PPRuNe Forums - View Single Post - Disgusted - Drink.....Flying
View Single Post
Old 29th January 2003 | 18:23
  #10 (permalink)  
Genghis the Engineer
Moderator
30 Countries Visited
25 Anniversary
Veteran: Reserves
 
Joined: Feb 2000
: CPL
Posts: 14,480
Likes: 178
From: UK
Well that was rather interesting. An hour in the Royal Aeronautical Society Library with the aid of the librarian (as competent as technical librarians are at their best) came up with quite a lot spread over about 30 years worth of books and technical reports.

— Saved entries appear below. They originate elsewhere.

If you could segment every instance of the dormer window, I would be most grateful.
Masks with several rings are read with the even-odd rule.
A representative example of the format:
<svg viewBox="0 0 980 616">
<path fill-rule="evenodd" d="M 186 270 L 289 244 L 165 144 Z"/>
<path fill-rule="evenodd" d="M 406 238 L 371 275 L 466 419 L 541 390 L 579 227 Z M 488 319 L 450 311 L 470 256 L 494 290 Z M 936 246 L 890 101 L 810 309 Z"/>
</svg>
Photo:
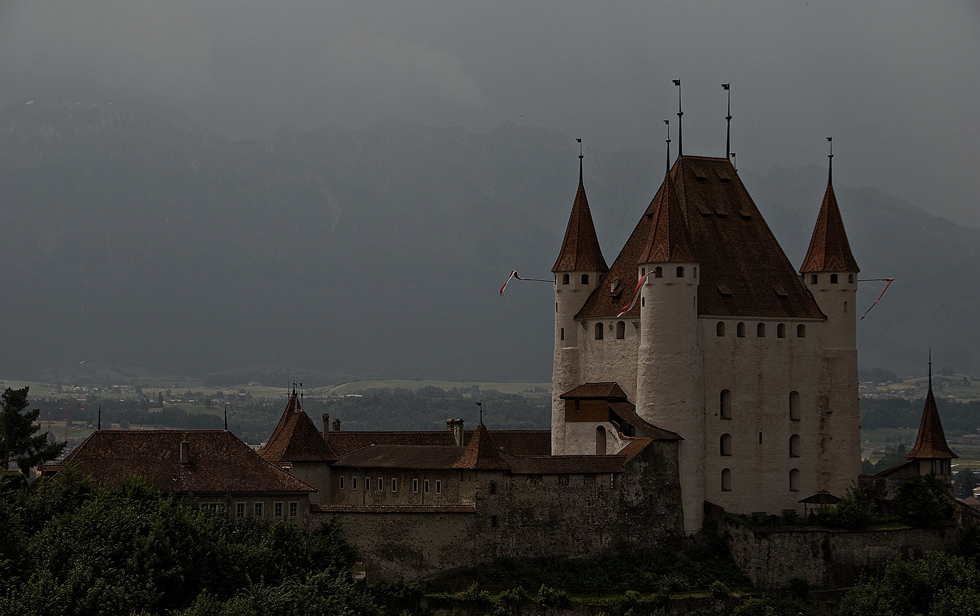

The basic unit of alcohol within the body is mg/100ml of blood (referred to as %mg BAL). Obviously the relationship between how much you drink and BAL is dependent upon sex, weight, and a few other things. But the references seem to pretty much agree on the following rules of thumb for a standard adult:-

1 pint beer: 24%mg within an hour (can be up to 35%mg, depending upon strength of beer which clearly varies)
1 measure spirits: 12%mg within an hour
1 small glass wine: 15%mg within an hour.

The body (liver) then evacuates alcohol at a pretty constant rate of 15%mg per hour - although the references do admit that depending upon physiology it can actually be anywhere between 8 and 25 %mg/hour.


That stuff most of us had some idea about, but certainly it helps work out where we are after a good night out.


Now to the interesting bit - what the various studies gave as effects of alcohol. The various reports, papers and medical textbooks were pretty consistent. From them I came up with the following:-

11%mg - Reduced ability to maintain correct airspeed or flightpath under high workload

15%mg - 1/3 of pilots in fatal accidents had this level or above in their bodies (from autopsy reports)

20%mg - UK legal flying limit. Significant increase in errors on RT, planning and correct following of procedures.

40%mg - US legal flying limit. Major effect on number of errors on RT and following procedures.

50%mg - Impaired ability to visually fix or track objects

60%mg - Consistent degredation of long term performance even on low workload tasks.

80%mg - UK legal driving limit

150%mg - loss of self control (exactly what is meant by this wasn't defined)

200%mg - double vision, some loss of memory

400%mg - Loss of consciousness.


Three other notes were interesting...

(1) from a study where they tanked pilots up to 150%mg which was that afterwards when BAL had gone down to zero, visual impairment and disorientation could occur up to 7 hours afterwards.

(2) All the studies agreed that under high workload alcohol degraded pilots' performance much more than under low workload.

(3) Up until very high alcohol levels, virtually all the degredation was of judgment or ability to follow procedure, rather than of actual physical skills.